Search code examples
rtime-serieslarge-datacoerce

Coercing multiple time-series columns to factors in large dataframe


I would like to know if there is an "easy/quick" way to convert character variables to factor.

I am aware, that one could make a vector with the column names and then use lapply. However, I am working with a large data frame with more than 200 variables, so it would be preferable not having to write the 200+ names in the vector.

I am also aware that I can coerce the entire data frame by using lapply, type.convert and sapply, but as I am working with time series data where some is categorical, and some is numerical, I am not interested in that either.

Is there any way to use the column number in this? I.e. [ ,2:200]? I tried the following, but without any luck:

df[ ,2:30] <- lapply(df[ ,2:30], type.convert)
sapply(df, factor)

With the solution above, I would still have to do multiple of them, but it would still be quicker than writing all the variable names.

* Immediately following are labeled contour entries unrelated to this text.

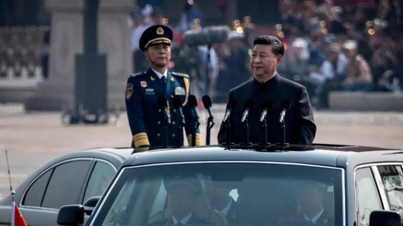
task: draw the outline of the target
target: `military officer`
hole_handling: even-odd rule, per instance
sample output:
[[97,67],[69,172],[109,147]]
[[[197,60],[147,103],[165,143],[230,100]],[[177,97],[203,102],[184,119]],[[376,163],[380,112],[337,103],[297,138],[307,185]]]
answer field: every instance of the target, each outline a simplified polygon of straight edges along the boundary
[[[327,187],[332,185],[323,178],[299,180],[296,185],[296,199],[299,212],[294,216],[280,219],[277,226],[292,225],[334,226],[334,213],[323,203]],[[299,222],[299,223],[297,223]]]
[[[267,112],[267,141],[272,144],[279,143],[280,129],[278,121],[281,112],[281,102],[288,100],[290,109],[285,117],[285,142],[290,144],[309,145],[315,137],[316,126],[313,120],[309,99],[305,87],[280,77],[276,71],[284,54],[284,46],[276,37],[262,35],[253,40],[250,65],[253,78],[230,91],[230,101],[238,104],[232,120],[231,141],[243,142],[241,118],[244,103],[250,99],[254,102],[254,108],[249,114],[249,142],[260,143],[262,132],[259,119],[263,111],[263,103],[267,100],[273,102],[273,107]],[[225,143],[225,129],[222,125],[218,132],[218,144]]]
[[[187,123],[185,130],[189,144],[192,140],[194,125],[189,123],[193,115],[187,105],[190,93],[189,76],[168,71],[171,59],[170,45],[172,31],[168,27],[156,25],[143,32],[139,42],[140,49],[150,63],[146,71],[132,74],[127,80],[126,105],[132,135],[132,147],[136,151],[143,151],[150,147],[162,147],[163,141],[163,109],[158,107],[158,98],[164,96],[167,100],[167,112],[171,124],[168,126],[167,145],[176,146],[182,133],[178,132],[179,111],[172,101],[174,96],[180,97],[183,113]],[[198,129],[196,133],[196,145],[201,145]]]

I also have a feeling a loop might be usable here, but I would not be sure of how to write it out, or if it is even a way to do it.


Solution

  • As you write, that you need to convert (all?) character variables to factors, you could use mutate_if from dplyr

    library(dplyr)
    mutate_if(df, is.character, as.factor)
    

    With this you only operate on columns for which is.character returns TRUE, so you don't need to worry about the column positions or names.